Project venturebites: A portal for asia tech startup events

Earlier this year(2021), I worked on Venturebites with a friend, which is a portal for tech startup events in Asia.

I was actively working on it for 2 months to get the system up and running. As of today, it is not under active development.

Here are some screen captures:

venturebites home page

venturebites home page 2

venturebites home page 3

How venturebites started

I was approached by a friend who shared the idea of aggregating all things related to tech startups in a single portal, starting with an events directory. This will greatly alleviate the pains of having to visit multiple websites just to keep up to date on events related to tech startups in Asia.

Indeed, we live in a world where we are simply spoilt for choices that we "don't know what to choose", ending up in analysis paralysis.

Being a tech guy, I did not think too much of the business model but thought of it as an interesting opportunity to put some skills into practice while trying out new technology.

From the events side, we have Eventbrite, TechInAsia, e27, and many more.

System architecture

venturebites system architecture

This is the architecture of Venturebites, which is quite simple.

On the backend, there is a background job that runs on a schedule on my machine, and an API service that serves queries.
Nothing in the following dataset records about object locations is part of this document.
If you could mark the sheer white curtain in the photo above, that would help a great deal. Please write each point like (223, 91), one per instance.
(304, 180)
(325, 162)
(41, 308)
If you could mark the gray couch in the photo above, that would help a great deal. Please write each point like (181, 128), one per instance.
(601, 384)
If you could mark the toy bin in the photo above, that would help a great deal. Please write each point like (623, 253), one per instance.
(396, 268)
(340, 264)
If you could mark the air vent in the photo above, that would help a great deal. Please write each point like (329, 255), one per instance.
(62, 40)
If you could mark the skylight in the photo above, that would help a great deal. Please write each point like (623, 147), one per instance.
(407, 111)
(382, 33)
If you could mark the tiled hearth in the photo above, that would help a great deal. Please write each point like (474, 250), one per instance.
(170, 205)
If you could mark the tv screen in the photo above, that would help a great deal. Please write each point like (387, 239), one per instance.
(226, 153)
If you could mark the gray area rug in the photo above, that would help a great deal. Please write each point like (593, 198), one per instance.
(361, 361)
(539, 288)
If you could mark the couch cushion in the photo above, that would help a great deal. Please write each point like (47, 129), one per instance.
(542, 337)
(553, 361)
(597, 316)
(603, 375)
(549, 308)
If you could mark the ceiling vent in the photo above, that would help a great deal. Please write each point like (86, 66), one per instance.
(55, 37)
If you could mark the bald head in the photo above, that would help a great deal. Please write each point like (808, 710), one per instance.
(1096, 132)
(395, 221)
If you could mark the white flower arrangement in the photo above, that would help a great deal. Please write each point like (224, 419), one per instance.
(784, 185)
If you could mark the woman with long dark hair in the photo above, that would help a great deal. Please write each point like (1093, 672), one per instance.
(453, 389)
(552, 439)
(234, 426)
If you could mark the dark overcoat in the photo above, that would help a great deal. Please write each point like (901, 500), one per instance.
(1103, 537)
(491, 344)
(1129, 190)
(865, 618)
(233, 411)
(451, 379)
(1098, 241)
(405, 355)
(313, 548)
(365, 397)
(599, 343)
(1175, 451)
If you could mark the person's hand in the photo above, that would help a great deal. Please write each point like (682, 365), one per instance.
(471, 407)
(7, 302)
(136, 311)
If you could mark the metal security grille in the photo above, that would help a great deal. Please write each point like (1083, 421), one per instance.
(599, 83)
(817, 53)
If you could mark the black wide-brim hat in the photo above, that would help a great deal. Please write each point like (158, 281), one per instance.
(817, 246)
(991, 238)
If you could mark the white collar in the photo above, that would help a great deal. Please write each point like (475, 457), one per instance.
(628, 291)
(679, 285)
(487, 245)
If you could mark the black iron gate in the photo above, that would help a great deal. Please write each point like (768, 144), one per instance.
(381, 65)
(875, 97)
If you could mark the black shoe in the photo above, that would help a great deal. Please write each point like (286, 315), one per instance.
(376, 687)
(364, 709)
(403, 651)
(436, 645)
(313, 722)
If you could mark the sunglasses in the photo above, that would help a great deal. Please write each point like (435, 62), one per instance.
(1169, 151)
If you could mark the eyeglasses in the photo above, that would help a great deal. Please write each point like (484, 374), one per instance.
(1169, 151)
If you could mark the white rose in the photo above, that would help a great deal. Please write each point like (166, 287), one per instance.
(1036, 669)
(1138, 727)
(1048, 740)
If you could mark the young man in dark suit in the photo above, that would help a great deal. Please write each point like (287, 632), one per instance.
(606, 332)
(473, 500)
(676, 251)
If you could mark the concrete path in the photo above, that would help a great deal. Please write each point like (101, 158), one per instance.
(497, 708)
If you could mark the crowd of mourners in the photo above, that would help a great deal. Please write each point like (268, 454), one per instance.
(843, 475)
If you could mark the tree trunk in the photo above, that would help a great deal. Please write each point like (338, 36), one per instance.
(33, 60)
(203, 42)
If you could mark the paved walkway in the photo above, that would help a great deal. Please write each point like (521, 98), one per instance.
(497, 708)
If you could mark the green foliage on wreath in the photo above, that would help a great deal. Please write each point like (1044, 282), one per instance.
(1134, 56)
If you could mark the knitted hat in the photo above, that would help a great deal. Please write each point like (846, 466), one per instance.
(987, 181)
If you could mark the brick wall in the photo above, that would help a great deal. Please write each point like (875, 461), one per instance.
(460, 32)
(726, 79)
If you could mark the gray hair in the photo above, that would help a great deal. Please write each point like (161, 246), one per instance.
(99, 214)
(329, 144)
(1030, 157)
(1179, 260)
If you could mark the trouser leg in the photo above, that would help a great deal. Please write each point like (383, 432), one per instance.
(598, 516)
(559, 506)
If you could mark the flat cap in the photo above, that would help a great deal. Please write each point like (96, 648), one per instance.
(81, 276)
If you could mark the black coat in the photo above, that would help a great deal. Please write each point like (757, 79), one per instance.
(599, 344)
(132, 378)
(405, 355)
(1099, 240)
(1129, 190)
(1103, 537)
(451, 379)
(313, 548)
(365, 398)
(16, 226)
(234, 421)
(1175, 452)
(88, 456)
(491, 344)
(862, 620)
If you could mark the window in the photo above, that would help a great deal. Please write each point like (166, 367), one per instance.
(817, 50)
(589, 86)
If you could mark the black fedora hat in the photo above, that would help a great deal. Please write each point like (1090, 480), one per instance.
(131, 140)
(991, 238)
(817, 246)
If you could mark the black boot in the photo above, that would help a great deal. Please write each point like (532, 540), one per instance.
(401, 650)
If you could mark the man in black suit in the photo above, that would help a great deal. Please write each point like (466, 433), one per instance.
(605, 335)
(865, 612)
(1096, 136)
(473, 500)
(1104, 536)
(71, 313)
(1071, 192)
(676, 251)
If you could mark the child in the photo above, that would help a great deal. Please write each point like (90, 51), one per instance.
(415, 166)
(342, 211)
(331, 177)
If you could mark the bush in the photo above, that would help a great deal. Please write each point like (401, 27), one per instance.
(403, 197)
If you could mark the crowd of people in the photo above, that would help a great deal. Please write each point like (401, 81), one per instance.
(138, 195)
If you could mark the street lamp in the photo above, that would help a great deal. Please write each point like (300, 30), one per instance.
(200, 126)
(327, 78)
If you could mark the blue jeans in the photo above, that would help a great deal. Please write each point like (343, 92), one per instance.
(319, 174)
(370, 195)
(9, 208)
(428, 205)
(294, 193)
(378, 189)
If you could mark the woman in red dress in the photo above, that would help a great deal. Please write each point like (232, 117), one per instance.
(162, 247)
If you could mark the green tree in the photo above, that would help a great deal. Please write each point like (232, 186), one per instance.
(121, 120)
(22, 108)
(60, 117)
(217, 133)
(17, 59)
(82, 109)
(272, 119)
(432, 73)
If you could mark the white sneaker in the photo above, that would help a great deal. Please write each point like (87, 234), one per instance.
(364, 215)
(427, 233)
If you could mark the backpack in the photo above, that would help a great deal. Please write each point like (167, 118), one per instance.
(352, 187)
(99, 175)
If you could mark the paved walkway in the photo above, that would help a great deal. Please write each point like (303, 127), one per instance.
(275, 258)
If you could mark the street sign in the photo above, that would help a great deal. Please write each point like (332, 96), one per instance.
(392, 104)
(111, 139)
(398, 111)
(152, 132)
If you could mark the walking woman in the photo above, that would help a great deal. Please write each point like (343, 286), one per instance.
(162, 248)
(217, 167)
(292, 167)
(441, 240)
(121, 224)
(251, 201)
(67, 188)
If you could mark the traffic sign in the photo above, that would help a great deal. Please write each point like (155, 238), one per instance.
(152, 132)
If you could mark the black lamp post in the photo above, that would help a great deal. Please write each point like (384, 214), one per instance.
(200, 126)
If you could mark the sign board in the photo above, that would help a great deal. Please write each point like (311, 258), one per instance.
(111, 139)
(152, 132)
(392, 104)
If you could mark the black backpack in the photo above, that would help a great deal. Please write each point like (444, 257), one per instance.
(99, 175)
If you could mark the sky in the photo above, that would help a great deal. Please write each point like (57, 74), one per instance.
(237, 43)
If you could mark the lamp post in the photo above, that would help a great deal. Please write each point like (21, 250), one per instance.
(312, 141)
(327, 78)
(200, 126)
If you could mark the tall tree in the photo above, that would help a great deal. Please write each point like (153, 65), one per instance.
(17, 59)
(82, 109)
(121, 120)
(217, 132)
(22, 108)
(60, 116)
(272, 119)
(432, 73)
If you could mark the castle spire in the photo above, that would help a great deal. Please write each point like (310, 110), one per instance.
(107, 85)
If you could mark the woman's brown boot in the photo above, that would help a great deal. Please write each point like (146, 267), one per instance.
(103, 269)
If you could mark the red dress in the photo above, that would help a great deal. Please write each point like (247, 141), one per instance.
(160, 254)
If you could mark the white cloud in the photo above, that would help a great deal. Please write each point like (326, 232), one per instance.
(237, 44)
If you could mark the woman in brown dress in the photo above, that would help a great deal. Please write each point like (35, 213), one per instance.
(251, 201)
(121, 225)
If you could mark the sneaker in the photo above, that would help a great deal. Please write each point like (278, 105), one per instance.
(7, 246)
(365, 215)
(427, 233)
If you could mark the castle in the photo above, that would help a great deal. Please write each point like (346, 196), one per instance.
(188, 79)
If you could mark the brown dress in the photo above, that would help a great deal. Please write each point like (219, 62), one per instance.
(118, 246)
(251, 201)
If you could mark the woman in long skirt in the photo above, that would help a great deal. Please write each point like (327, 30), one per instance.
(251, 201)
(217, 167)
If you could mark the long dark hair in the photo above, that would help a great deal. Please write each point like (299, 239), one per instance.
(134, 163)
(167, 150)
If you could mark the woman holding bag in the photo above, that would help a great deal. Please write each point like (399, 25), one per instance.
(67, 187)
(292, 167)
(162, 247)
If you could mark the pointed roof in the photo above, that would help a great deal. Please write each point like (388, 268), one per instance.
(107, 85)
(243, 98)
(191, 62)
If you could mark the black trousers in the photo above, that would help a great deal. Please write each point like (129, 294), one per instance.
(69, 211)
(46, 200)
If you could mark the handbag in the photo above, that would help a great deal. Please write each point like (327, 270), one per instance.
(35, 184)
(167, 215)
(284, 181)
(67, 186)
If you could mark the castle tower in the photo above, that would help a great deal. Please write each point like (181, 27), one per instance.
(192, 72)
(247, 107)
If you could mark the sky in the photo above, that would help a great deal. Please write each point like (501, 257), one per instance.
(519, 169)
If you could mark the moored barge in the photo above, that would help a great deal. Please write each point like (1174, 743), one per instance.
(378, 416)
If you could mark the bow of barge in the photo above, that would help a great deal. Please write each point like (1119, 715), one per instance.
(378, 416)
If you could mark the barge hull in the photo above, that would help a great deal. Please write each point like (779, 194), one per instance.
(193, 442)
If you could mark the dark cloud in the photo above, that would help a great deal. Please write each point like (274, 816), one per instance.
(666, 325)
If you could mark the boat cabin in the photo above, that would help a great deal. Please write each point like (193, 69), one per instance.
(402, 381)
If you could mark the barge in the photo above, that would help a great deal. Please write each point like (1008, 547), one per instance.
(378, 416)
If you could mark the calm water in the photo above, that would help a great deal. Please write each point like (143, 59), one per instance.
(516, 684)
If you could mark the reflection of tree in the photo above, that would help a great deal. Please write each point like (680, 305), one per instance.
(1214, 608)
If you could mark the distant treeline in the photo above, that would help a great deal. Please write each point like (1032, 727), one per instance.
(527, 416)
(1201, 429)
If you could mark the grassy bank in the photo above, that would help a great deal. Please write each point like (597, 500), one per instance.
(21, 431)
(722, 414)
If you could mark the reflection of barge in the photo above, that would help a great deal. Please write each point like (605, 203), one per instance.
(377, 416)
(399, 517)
Both of them are built with typescript, on node.js.

This is deployed through serverless framework, which takes care of creating the necessary AWS resources.

On the frontend, there is a website/web app for people to view events, built with next.js(react). This is deployed through Vercel, because it is a sponsor of next.js, and therefore has a smooth native deployment workflow.

What's difficult 1: data extraction and unification

Even though this is a simple system, the process of gathering data from various sources and streamlining them into a unified format is tedious, and this will only get worse over time.

So far, I have integrated just 3 sources and am beginning to experience the mental overhead of managing the data.

But here's where a statically typed programming language really shines. By spending a little effort to define the data format of each source upfront, I have an idea of the data shape and can focus on consolidating them into a single destination format instead of having to do guesswork on all of them.

What's difficult 2: Time zone and offsets

E27

For e27, there is an API to retrieve events and another API to retrieve event detail. The challenge is in getting the right UTC offset, because the data isn't super clean.

Here's what an event looks like:

{
  datestart: "2021-02-03 13:00:00",
  dateend: "2021-02-05 09:00:00",
  timezone: "(GMT+08:00) Kuala Lumpur, Singapore"
  // some other fields
}

If I remember correctly, the timezone of the datetime is stored according to the event's location. Anyone viewing that event outside that timezone will see the wrong time.

Some processing needs to be done to extract the "+08:00" from timezone, and convert it into minutes.

If I want to work with the actual time zone string, more work has to be done because there are various forms that timezone can take.

Some examples are (GMT+05:30) Chennai, Kolkata, Mumbai, New Delhi, (GMT-08:00) Pacific Time (US & Canada).

After sorting out the event data, I used the event detail API to gather the remaining data such as location, targeted industries.

Thoughts on E27's API

In summary, E27's data isn't the nicest to work with because the data returned by their API is formatted according to how the frontend will display it, i.e. the backend and frontend are tightly coupled.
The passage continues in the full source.